Thematic Modules: Physics


Generative Adversarial Networks


A generative adversarial network approach that generates High Energy Physics (HEP) calorimeter output.

Calorimeters are special HEP detectors that record particles through the measurement of the energies deposited by them.

Particle detector simulations are fundamental for interpreting the results of HEP experiments, allow scientists to design detectors, and perform physics analyses. Simulations are traditionally modelled with Monte Carlo (MC) techniques that rely on repeated random sampling, which are inherently slow and very resource-intensive from a computing perspective. 3DGAN is a fast alternative to MC, with remarkable results in terms of speed up. 3DGAN was the first effort where the detector output was generated employing three dimensional convolutions, an approach for retaining correlations in all three spatial dimensions.

Release Notes

The fast particle detector simulation with GAN thematic module consists of two inseparable components as we have already discussed in D7.2 and D7.4. These two components are the machine learning framework and the particle simulation framework. An implementation of the 3DGAN approach has been developed and a more detailed description follows. The 3DGAN component will be integrated into the particle simulation application. The code is available on GitHub and it has been tested and run on a single Linux node using GPU infrastructure.
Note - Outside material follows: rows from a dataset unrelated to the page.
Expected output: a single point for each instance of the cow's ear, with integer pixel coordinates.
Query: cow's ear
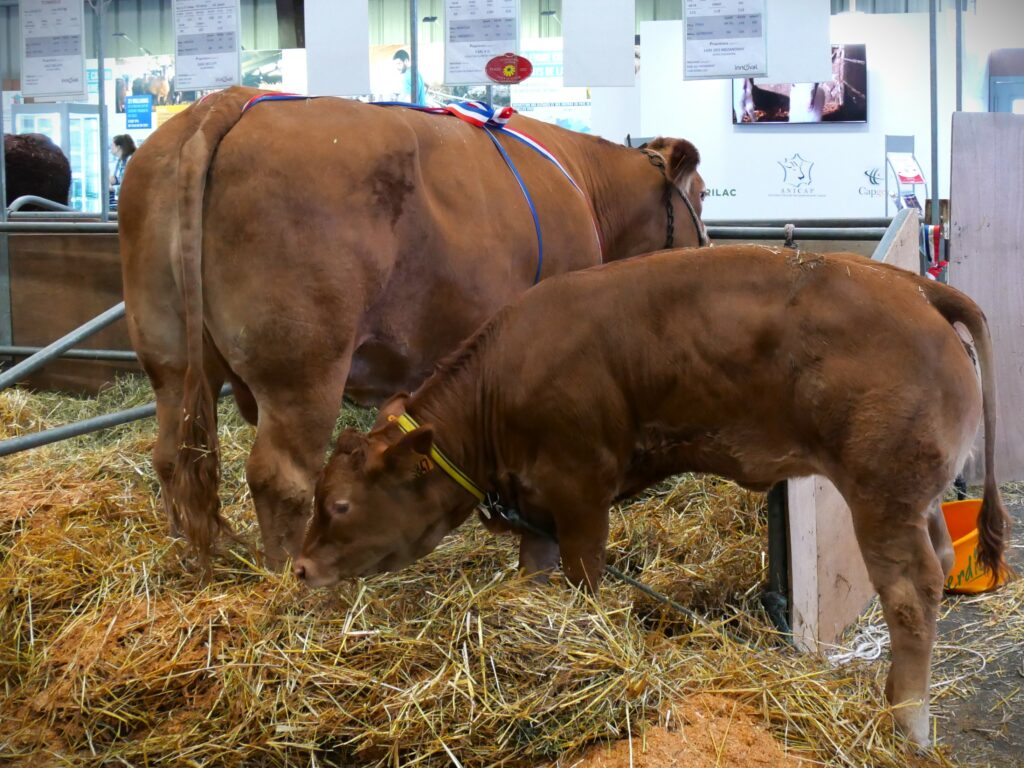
(681, 159)
(411, 454)
(394, 407)
(420, 440)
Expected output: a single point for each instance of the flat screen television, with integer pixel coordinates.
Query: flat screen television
(842, 99)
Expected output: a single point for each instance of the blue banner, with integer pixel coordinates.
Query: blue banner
(138, 111)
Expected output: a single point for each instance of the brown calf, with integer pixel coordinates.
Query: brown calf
(741, 361)
(310, 248)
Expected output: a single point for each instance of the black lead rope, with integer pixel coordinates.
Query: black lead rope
(670, 236)
(494, 507)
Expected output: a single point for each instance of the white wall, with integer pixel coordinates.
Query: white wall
(744, 160)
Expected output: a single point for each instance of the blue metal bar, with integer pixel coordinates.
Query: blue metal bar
(36, 439)
(47, 436)
(52, 351)
(810, 232)
(933, 60)
(34, 200)
(118, 355)
(59, 227)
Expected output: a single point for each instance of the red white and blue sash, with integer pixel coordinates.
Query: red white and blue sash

3DGAN is being trained to produce images similar to the ones that are produced by Monte Carlo simulations. As the calorimeter detectors consist of layers of cells, those cells are modelled as monochromatic pixelated images with the cell energy depositions being the pixel intensities. 3DGAN consists of 2 networks, a generator and a discriminator, the two networks compete with each other trying to optimise a loss function until the convergence point, where the discriminator won’t be able to distinguish the images generated by the generator from the real images. Each network is being trained using 3-dimensional convolution layers to represent the 3 spatial dimensions of the calorimeter images.
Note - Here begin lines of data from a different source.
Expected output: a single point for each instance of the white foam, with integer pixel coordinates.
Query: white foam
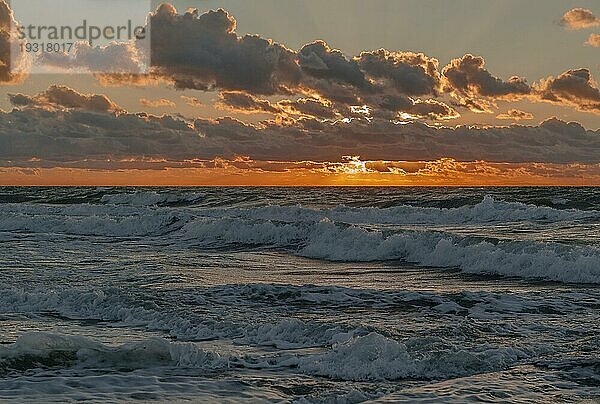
(35, 348)
(376, 357)
(151, 198)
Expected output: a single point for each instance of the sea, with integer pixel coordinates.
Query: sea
(302, 295)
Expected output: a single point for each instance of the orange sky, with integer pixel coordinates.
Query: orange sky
(446, 172)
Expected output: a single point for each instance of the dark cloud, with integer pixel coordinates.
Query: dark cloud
(574, 87)
(408, 73)
(64, 97)
(243, 102)
(405, 107)
(309, 107)
(61, 135)
(204, 52)
(160, 103)
(580, 18)
(8, 74)
(468, 77)
(192, 101)
(117, 58)
(516, 115)
(317, 59)
(594, 40)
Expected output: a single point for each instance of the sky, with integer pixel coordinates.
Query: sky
(337, 92)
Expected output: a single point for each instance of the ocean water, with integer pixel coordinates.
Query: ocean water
(301, 295)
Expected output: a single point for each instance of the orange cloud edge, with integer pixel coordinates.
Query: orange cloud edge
(351, 172)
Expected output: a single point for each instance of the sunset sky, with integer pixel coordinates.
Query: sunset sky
(385, 92)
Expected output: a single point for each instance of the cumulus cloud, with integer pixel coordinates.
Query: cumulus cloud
(243, 102)
(574, 87)
(516, 115)
(320, 61)
(192, 101)
(413, 74)
(467, 76)
(117, 58)
(594, 40)
(10, 73)
(160, 103)
(64, 97)
(318, 109)
(580, 18)
(204, 52)
(78, 132)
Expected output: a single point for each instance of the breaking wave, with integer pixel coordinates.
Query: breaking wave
(339, 234)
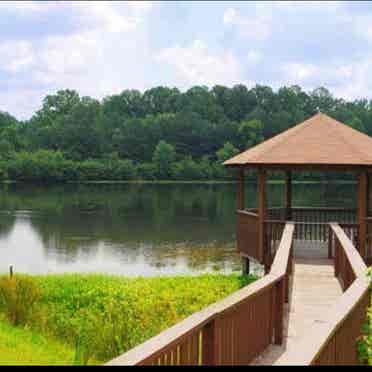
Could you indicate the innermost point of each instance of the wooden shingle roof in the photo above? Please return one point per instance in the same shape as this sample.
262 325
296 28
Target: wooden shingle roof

The generator network implements stochasticity through a latent vector drawn from a Gaussian distribution. The generator input includes the primary particle’s initial energy and the angle that it entered the detector, concatenated to the latent vector. The generator network then maps the input to a layer of linear neurons followed by 3D convolutional layers. The discriminator input is an image while the network has only 3D convolutional layers. Batch normalisation is performed between the layers and the LeakyRelu[1] activation function is used for the discriminator layers while the Relu13 activation function is used for the generator layers. The model’s loss function is the weighted sum of individual losses concerning the discriminator outputs and domain-related constraints, which are essential to achieve high-level agreement over the very large dynamic range of the image pixel intensity distribution in a HEP task.  The training of this model’s legacy versions was inspired by the concept of transfer learning. Meaning that the 3DGAN was trained first for images in a limited energy range and after the GAN converged, the same trained model was further trained with the data from the whole available energy range. The model reported here is trained on images from a limited energy range of 100-200 GeV.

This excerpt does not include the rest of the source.